Cisco Talos, a cybersecurity research firm, has reported an increase in TrueBot infections, primarily targeting Mexico, Brazil, Pakistan, and the United States.
Recent attacks made use of a now-patched vulnerability (CVE-2022-31199) in Netwrix Auditor, an IT asset management tool, as well as the Raspberry Robin worm.
The experts emphasized that the attacks occurred only a few weeks after the vulnerability was publicly disclosed, implying that threat actors rapidly test new attack vectors. The researchers believe, with moderate confidence, that threat actors began using yet another distribution technique in November.
According to Cisco Talos, the Truebot gang used Raspberry Robin to infect over 1,000 hosts, many of which were desktop computers not accessible via the public internet, primarily in Mexico, Brazil, and Pakistan.
The hackers targeted Windows servers in November, exposing SMB, RDP, and WinRM services to the public internet. The researchers counted over 500 infections, with roughly 75 per cent of them occurring in the United States.

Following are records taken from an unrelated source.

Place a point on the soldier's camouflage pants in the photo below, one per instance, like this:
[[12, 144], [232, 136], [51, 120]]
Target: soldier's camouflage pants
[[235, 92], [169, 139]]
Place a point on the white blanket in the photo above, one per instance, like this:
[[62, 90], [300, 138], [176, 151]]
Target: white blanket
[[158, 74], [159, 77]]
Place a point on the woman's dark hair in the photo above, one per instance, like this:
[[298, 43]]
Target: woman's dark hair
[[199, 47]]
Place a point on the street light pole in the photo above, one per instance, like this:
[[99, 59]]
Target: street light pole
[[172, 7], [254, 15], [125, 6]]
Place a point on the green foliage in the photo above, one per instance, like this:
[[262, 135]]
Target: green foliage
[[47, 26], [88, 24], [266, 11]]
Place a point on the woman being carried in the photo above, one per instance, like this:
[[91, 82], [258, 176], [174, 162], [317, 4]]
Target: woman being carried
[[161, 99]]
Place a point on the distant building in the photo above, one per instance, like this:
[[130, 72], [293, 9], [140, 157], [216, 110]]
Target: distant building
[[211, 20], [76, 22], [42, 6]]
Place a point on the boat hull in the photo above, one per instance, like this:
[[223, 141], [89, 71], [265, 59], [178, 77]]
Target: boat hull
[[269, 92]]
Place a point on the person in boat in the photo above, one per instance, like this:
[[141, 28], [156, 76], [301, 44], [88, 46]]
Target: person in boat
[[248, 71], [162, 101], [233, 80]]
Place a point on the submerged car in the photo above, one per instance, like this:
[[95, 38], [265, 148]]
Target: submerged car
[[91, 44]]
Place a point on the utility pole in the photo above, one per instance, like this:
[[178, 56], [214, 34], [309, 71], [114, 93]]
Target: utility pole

TrueBot’s primary function is to gather data from the host and deploy next-stage payloads such as Cobalt Strike, FlawedGrace, and Teleport. Following the harvesting of relevant information, the ransomware binary is executed. The Teleport data exfiltration tool is also notable for its ability to restrict upload speeds and file sizes, allowing transmissions to pass unnoticed by monitoring software. Furthermore, it has the ability to remove its own presence from the machine.
The sources for this piece include an article in BleepingComputer.